MI: I'm not really trying to grow in the sense of building a tattoo empire.  I am very content to offer what I do, and where I do, and hopefully I can continue to carve out a nice clientele.  I do need to continue to generate more funds as always, but the grind never stops, and for me, college degree or not, to quote Joe King, "its either punk rock or welcome to Burger King Ma'am, may I take your order."  Its really true though, the artists that I love and respect do what they do regardless of fame and fortune, and its all or nothing.  This really is all I have, because its everything I have to offer rolled up into one nicely rolled.... uh...  art piece.

MM: Any crazy tattoo stories you’d be willing to share?
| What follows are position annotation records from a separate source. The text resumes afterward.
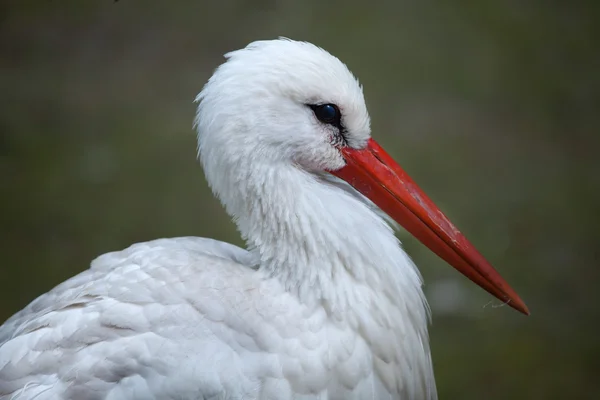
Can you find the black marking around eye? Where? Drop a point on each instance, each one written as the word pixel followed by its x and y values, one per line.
pixel 330 114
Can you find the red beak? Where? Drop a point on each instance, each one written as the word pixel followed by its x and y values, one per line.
pixel 376 175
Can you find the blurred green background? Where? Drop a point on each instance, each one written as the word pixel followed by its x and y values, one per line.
pixel 492 106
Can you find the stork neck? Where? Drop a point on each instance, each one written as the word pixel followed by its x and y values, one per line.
pixel 324 244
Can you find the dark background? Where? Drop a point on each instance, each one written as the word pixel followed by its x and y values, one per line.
pixel 492 106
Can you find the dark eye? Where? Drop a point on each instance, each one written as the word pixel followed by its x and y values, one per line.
pixel 327 113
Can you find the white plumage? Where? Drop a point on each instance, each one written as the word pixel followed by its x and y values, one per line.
pixel 324 304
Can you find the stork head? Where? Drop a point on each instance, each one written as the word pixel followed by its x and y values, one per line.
pixel 287 103
pixel 283 101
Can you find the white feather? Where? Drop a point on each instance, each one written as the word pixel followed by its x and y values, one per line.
pixel 323 305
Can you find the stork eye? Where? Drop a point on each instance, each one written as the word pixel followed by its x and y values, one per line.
pixel 327 113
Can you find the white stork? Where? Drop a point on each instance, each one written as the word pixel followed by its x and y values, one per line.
pixel 323 304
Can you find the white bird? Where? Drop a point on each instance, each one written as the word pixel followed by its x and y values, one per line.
pixel 324 303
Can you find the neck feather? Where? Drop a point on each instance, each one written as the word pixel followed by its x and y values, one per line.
pixel 324 243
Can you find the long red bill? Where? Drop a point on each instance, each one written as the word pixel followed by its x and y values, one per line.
pixel 376 175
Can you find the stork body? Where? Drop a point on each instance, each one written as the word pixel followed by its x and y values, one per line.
pixel 324 304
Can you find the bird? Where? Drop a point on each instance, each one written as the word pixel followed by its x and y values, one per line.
pixel 323 303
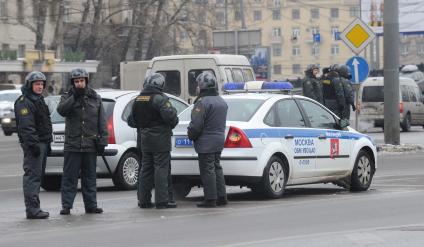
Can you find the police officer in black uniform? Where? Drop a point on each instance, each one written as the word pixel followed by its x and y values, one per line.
pixel 312 87
pixel 154 117
pixel 334 98
pixel 207 130
pixel 85 137
pixel 35 135
pixel 345 77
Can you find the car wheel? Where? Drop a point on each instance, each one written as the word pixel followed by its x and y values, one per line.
pixel 181 189
pixel 363 172
pixel 126 173
pixel 406 124
pixel 51 182
pixel 274 178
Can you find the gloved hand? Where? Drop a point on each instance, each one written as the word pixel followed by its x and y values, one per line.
pixel 100 149
pixel 35 150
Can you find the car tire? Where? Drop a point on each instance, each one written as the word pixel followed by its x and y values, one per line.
pixel 51 182
pixel 406 123
pixel 274 178
pixel 362 173
pixel 181 189
pixel 126 173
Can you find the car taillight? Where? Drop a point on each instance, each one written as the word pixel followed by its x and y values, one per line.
pixel 110 130
pixel 236 138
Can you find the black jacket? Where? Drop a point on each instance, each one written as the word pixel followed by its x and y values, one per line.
pixel 32 118
pixel 154 117
pixel 85 128
pixel 207 126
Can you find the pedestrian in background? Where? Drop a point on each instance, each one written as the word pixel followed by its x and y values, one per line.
pixel 85 137
pixel 207 130
pixel 154 117
pixel 312 87
pixel 35 135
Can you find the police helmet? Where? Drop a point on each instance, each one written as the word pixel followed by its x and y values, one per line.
pixel 79 73
pixel 155 80
pixel 344 71
pixel 35 76
pixel 206 80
MI: Winter, 2015, February 24th... I had a very busy week, and it was the week of my birthday.  The day before my birthday, I was drawing all day and pull one of those before mentioned mania style sessions....hadn't eaten a thing for about 12 hours, at least.  Sun comes up, Jesse goes to bed.... for five minutes!  I get back up. It's a big day, and actually, there is no longer time for sleep.  Back to the studio!  Early, prepared, check. Gonna clean up around here and get this old nasty microwave out of my life!  So I was carrying it out, and I noticed this haunting patch of thick ice on the hill in the alley... no problemo, I will be careful right?. Carried the microwave across the ice very carefully, set it down and said, God Daaaamn that is some slippery looking ice.  Took one step and......hit the concrete exceptionally ungracefully. As I lay on the ice, freezing and in great pain, I screamed out many unpleasant sounding things.  After a few minutes, I was able to roll over and stumble back to the studio. I had a tattoo to do in a few hours that was about 400 words, if not more, on this guys ribs.  Wait, whats that noise, somebody knocking on my door?  A tattoo.... oh man, I am in a lot of pain.... but, yes! I need them duckets! Tattooed for the next 8 hours straight... Turns out my wrist and elbow were fractured at the very least, damn near broke my hip, whiplash or something in my much pain and huge bruises! It sucked really bad. Changed my life. However, turns out you don't really move your elbow and wrist when you are tattooing, but my own art making slowed to a crawl, and when that happens to an artist it is always very difficult to get back in there and catch the groove, but you gotta.

MM: Favorite spot/thing to do in MKE?
MI: The record stores, and I am talking vinyl. Hanging down by the river in Riverwest is awesome.  Mainly I enjoy chilling in my spaceship.